Most of the current will cross the skin and pass through the body to the
other contact.  High voltages are fatal at DC or at low frequencies
(read lower than a few megahertz). It's dangerous to believe otherwise.

>This is stretching the rules a bit, but it might even be possible to make 
>the pulse go through the steam rather than the solid body, so that most
>of the energy dissipated would not be in direct contact with the body.  
>You could probably maintain tens or hundreds of amps for several seconds 
>this way, and keep the person alive afterwards. 
>
   Recall that pure water has a very low conductivity, and steam is pure
water. Further, it's very difficult to get ion transfer in such a dilute
medium. In general, if a gas at atmospheric pressure is conducting
electricity it's probably a plasma. You don't want to be on the inside
of a cloud of plasma. While steam is technically a vapour, the argument
still applies.

>Reader's Digest had a "Drama in Real Life" a while ago that involved a 
>person shorting out a high-tension power line for a long time (at least 
>several seconds, I don't remember.)  She got severe burns where the spark 
>hit her, but as I recall survived with no other ill effects.
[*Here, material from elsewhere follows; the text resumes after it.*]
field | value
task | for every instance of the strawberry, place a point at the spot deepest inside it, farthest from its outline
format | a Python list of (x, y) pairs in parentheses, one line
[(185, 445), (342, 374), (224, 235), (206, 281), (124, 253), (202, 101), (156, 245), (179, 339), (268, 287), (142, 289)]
   And there are stories of people surviving falls of thirty thousand
feet. Doesn't mean I'd like to base a passenger space launch on the
principle. (That was the intent of the original question).


-- 
 Christopher Neufeld....Just a graduate student  | Flash: morning star seen
 neufeld@aurora.physics.utoronto.ca    Ad astra! | in evening! Baffled
 cneufeld@{pnet91,pro-cco}.cts.com               | astronomers: "could mean
 "Don't edit reality for the sake of simplicity" | second coming of Elvis!"

neufeld@aurora.physics.utoronto.ca (Christopher Neufeld) (04/20/91)

In article <1991Apr15.124450.8266@dsl.pitt.edu> geb@dsl.pitt.edu (Gordon E. Banks) writes:
>
>I have a better idea.  Lower the temperature of the crew until they
>are near absolute zero.  Then not only won't they be squashed, but
>they will become superconducting, greatly enhancing their accelleration!

   Not all cold things are superconducting. A person cooled down near
absolute zero is just brittle, not superconducting.


-- 
 Christopher Neufeld....Just a graduate student  | Flash: morning star seen
 neufeld@aurora.physics.utoronto.ca    Ad astra! | in evening! Baffled
 cneufeld@{pnet91,pro-cco}.cts.com               | astronomers: "could mean
 "Don't edit reality for the sake of simplicity" | second coming of Elvis!"